Emsal Mahkeme Kararı İstanbul Anadolu 1. Fikri ve Sınai Haklar Hukuk Mahkemesi 2022/39 E. 2023/203 K. 17.10.2023 T.

Görüntülediğiniz mahkeme kararı henüz kesinleşmemiştir. Yararlı olması amacıyla eklenmiştir.

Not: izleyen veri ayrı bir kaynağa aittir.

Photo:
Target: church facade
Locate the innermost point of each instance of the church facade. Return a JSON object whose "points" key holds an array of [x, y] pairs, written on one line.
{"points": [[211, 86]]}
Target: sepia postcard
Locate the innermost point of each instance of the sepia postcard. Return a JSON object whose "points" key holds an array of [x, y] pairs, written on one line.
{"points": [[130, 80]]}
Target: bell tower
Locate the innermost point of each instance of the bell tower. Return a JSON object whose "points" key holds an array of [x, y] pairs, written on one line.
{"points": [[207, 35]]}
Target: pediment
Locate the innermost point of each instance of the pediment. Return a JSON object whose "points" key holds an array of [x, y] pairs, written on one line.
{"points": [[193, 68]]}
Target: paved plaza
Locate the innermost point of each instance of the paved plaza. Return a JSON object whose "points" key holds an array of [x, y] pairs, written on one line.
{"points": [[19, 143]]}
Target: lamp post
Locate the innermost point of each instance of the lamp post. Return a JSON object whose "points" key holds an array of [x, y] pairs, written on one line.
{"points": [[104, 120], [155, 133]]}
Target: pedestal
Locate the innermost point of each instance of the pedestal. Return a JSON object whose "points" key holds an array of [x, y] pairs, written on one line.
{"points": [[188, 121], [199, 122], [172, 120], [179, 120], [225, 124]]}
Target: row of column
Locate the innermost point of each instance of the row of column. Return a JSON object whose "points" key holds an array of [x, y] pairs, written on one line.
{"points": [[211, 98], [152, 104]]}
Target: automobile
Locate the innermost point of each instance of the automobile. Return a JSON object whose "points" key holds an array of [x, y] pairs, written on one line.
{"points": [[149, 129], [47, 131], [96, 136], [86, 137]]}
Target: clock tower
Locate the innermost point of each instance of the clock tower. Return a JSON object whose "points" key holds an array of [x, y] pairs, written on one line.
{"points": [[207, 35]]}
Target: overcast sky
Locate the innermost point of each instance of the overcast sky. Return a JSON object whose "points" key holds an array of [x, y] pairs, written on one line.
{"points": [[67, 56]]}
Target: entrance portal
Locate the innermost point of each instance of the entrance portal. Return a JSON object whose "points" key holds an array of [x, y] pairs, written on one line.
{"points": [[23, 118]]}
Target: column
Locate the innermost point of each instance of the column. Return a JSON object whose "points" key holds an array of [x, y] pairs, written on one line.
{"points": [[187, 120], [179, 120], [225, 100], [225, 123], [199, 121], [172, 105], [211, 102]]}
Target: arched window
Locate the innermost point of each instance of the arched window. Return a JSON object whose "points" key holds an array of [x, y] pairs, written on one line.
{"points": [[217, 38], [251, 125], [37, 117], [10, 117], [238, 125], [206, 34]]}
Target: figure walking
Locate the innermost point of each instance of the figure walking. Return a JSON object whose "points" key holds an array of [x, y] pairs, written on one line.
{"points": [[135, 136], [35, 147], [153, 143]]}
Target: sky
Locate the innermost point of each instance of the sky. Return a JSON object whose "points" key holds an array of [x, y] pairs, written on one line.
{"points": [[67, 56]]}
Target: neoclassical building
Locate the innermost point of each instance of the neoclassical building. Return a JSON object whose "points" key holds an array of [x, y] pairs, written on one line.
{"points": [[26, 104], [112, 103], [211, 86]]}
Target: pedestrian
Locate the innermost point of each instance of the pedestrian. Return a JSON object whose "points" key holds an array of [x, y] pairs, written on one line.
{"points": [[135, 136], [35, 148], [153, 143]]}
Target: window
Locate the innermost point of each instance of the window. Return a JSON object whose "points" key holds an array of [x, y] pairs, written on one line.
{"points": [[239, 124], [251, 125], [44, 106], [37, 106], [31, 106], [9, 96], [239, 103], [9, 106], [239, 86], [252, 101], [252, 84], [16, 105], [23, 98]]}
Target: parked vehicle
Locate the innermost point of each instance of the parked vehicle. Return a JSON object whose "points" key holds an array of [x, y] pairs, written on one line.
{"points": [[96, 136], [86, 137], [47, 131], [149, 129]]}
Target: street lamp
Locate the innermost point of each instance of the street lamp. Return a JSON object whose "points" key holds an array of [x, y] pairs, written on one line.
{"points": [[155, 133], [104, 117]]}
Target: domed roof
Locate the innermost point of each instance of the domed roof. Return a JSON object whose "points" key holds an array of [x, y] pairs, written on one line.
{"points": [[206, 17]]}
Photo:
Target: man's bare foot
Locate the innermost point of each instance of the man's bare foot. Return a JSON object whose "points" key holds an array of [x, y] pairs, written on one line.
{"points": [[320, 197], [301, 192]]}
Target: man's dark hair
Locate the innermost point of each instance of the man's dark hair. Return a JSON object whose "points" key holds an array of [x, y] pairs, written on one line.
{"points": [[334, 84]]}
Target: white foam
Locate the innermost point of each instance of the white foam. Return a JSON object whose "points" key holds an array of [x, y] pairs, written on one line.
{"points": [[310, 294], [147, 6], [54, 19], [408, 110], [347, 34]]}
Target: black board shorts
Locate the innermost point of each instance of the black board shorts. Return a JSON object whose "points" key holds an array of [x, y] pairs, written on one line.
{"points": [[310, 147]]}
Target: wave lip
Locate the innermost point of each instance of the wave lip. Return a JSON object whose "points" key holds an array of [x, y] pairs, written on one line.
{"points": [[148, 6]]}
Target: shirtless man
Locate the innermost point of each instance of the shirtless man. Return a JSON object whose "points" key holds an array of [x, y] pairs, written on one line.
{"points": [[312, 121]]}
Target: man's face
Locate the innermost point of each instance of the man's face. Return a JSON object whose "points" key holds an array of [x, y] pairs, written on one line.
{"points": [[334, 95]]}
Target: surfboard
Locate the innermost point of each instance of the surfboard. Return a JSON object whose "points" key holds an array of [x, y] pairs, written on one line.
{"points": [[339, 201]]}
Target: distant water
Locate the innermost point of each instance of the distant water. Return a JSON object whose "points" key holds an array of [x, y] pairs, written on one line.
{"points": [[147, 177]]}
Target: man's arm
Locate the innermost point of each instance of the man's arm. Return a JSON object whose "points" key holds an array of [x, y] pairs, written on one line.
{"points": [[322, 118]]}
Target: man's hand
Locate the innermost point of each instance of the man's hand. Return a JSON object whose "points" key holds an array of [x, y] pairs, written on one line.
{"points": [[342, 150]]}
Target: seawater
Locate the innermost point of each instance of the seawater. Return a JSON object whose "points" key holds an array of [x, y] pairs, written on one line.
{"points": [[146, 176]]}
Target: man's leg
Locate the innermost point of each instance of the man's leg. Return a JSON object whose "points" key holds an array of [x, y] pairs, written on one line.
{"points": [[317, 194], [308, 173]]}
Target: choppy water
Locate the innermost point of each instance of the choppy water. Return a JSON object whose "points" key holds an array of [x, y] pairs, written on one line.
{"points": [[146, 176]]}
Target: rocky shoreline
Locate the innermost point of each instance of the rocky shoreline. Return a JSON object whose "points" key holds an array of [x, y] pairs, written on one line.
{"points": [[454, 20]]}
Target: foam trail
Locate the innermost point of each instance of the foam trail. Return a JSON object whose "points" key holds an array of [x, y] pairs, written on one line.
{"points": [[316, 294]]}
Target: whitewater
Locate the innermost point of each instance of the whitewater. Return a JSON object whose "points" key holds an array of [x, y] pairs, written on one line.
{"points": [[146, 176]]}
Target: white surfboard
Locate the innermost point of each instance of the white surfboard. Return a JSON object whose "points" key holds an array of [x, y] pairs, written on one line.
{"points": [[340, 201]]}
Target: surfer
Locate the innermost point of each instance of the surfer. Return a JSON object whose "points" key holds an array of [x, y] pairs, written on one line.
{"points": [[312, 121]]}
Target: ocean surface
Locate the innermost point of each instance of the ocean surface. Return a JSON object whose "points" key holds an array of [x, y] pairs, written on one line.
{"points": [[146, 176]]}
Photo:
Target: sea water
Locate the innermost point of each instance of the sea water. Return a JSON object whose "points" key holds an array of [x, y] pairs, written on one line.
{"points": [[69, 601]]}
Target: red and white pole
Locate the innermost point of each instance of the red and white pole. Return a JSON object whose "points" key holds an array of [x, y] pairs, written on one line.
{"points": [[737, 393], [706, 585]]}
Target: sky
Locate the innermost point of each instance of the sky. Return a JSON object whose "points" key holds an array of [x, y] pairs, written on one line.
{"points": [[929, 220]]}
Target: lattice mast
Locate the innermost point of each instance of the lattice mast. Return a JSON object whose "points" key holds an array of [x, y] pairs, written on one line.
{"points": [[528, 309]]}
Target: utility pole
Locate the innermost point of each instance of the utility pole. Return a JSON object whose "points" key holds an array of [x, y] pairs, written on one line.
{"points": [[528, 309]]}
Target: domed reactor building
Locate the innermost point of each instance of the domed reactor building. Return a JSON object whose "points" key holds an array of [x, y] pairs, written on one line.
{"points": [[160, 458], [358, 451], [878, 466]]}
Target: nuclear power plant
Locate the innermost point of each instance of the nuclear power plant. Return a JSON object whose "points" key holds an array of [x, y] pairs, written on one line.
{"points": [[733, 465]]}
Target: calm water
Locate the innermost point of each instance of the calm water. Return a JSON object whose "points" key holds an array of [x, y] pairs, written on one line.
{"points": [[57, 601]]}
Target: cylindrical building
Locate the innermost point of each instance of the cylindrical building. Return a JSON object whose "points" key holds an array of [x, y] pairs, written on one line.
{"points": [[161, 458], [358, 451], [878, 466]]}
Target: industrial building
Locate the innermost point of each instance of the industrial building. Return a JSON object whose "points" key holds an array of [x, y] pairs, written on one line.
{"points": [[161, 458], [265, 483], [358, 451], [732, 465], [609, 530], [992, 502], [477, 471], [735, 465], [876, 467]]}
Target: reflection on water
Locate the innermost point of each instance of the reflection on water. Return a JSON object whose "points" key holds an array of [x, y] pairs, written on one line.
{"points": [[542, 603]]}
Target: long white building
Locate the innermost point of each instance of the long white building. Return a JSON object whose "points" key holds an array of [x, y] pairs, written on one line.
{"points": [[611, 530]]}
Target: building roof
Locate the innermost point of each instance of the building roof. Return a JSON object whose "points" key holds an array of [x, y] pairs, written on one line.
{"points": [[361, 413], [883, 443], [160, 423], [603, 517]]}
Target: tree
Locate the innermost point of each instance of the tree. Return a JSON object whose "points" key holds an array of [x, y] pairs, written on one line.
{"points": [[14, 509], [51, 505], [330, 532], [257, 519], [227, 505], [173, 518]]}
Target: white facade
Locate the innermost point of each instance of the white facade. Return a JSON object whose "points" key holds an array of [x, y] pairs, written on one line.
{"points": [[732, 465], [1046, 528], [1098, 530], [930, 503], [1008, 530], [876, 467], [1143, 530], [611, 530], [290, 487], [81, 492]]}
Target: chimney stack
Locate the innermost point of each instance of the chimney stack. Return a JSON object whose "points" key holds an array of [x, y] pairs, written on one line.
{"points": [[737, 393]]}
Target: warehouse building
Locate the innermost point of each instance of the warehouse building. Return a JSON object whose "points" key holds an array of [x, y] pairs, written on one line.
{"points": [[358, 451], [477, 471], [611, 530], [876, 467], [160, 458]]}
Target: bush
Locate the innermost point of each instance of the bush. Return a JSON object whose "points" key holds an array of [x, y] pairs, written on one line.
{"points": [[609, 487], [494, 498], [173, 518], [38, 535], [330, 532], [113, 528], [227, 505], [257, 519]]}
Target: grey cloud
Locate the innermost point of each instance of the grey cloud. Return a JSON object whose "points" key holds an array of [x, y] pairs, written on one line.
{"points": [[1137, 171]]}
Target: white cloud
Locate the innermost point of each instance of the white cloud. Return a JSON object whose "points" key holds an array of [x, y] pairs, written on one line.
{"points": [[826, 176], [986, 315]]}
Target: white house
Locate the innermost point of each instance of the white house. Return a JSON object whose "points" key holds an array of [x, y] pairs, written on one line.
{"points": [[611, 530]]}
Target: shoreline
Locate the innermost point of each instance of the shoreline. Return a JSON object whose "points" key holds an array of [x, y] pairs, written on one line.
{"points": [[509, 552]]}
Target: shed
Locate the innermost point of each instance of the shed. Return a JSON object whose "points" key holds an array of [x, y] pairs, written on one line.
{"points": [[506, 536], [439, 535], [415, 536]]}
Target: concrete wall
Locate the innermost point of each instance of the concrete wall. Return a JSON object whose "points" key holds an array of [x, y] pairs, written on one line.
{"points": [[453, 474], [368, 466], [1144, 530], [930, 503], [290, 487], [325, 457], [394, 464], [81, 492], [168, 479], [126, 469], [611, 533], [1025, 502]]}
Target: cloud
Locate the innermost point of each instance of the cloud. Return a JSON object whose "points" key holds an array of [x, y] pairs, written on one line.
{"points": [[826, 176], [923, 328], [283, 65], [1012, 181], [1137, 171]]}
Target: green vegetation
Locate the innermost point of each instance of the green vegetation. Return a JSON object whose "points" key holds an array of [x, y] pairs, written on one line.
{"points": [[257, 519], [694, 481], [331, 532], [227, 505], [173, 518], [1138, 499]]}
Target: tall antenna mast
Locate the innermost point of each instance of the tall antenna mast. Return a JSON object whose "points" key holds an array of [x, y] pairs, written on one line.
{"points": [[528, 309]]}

T.C. İstanbul Anadolu 1. FİKRİ VE SINAİ HAKLAR HUKUK MAHKEMESİ

ESAS NO : 2022/39
KARAR NO : 2023/203

DAVA : Marka (Marka Hakkına Tecavüzden Kaynaklanan)
DAVA TARİHİ : 16/02/2022
KARAR TARİHİ : 17/10/2023

Davacı vekili tarafından davalı aleyhine açılan davasının yapılan açık yargılama sonucunda;

Davacı vekili dava dilekçesini duruşmada tekrarla;
Müvekkilinin şirketin bilgisayar programlama, sistem, veri tabanı, network, web sayfası vb. yazılımları ile müşteriye özel yazılımların kodlanması gibi hizmetler vermekte olduğunu; müvekkilinin 35 ve 42. sınıflarda —-markasını 07.03.2019 tarihinde tescil ettirdiğini ve hukuka uygun bir şekilde kullandığını; dava dışı —- müvekkili şirketin “—– markasını sadece bir ürün için kullanma hakkı bulunmaktayken ve internet üzerinde satış hakkı yok iken —- internet sitesindeki ve davalı şirkete ait internet sitesindeki tüm ürünlerde —-etiketiyle hukuka aykırı olarak kullandığını, bu hususta dava dışı şirkete karşı dava açılacak olup bu durumun bilahare mahkemeye bildirileceğini; yapılan araştırmalar neticesinde—- adını kullanarak davalı şirketin internet alışveriş sitesi olan —-alışveriş sitesinin —-sayfasını kullandığının görüldüğünü; bu durumla alakalı ihtarnamenin davalı şirkete tebliğ edildiğini; ancak davalı vekilince verilen cevap sebebiyle marka hakkına tecavüzün tespiti ve durdurma davasının hasıl olduğunu; SMK kapsamında ihtiyati tedbir kararı verebilmek için yaklaşık ispatın, yani ihlalin oluşmasına gerek olmayıp tehlikenin varlığının yeterli olduğunu; ancak olayımızda tehlikenin gerçekleşmiş olup müvekkilinin halen zarar görmekte olduğunu; SMK 159/2-a uyarınca tecavüzün önlenmesi ve durdurulmasının ve davalı şirket bünyesindeki sitenin erişiminin engellenmesinin, müvekkiline ait —– markasının kullanılmasının yasaklanmasının, SMK m.159/2-c uyarınca — BAM—-HD’nin 08.02.2019 tarih—–. ilamı gereğince ters teminatlı ihtiyati tedbir kararı verilmesinin gerektiğini belirterek marka hakkına tecavüzün tespiti ile davalı şirkete ait —- sayfasının durdurulmasına karar verilmesini talep etmiştir.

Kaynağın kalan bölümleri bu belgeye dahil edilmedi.